O'Connor's tenure on the Supreme Court is notable not just because she was the first woman, but also because of what she did in her 24 years there.

Joan Biskupic is the CNN Supreme Court analyst and author of "Sandra Day O'Connor: How the First Woman on the Supreme Court Became Its Most Influential Justice."

Joan, along those lines, you write in the book that her appointment didn't just change the court; it transformed the court. What do you mean by that?

Joan Biskupic, Author, "Sandra Day O'Connor: How the First Woman on the Supreme Court Became Its Most Influential Justice": It really did, John.

And it's great to be with you, even though at this moment we really feel some sadness, along with the weight of history, for how influential Sandra Day O'Connor was.

I like to say that she made history certainly by being the first woman justice on the Supreme Court, but, also, she was a real politician on the court.
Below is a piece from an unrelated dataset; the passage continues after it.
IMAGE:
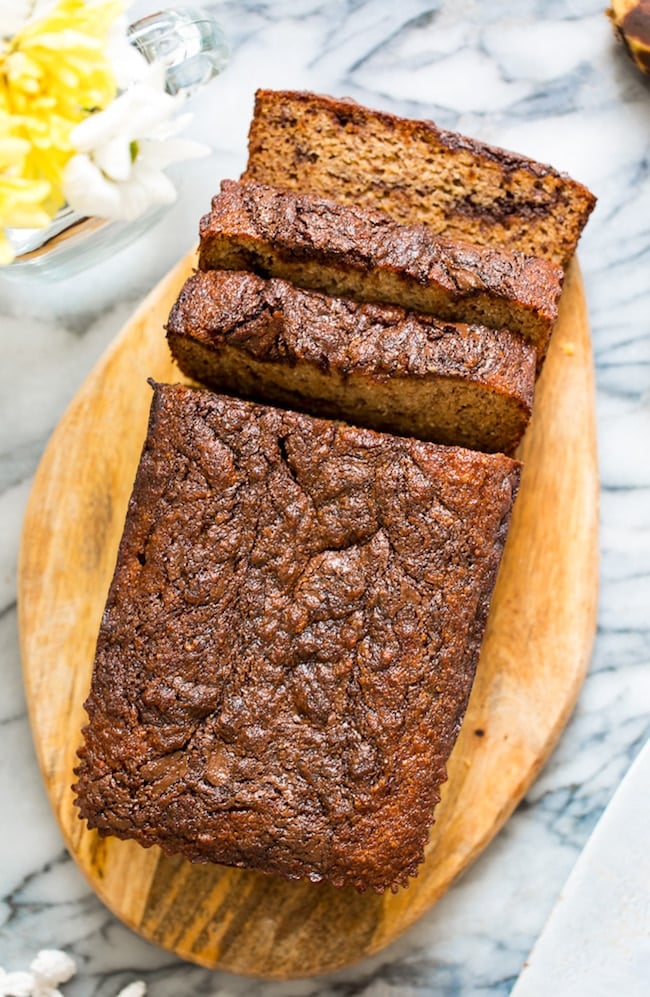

She came knowing how to count votes, knowing how to work consensus. And she had a very pragmatic style that involved not just trying to find the center of the law in America, but also trying to find the center of the court.

So there was no one like her before 1981, and there will be no one like her going forward. She influenced so many important areas that I — that you all just touched on, abortion rights, religion, racial affirmative action. But her overall approach was to ensure that, when those nine justices got together in the conference room with nobody else but them, that everyone walked away feeling like they got something.

Now, people were critical of that sort of consensus-building, center-of-the-court approach she had, but it really did steady the law in America in a way that we don't have right now.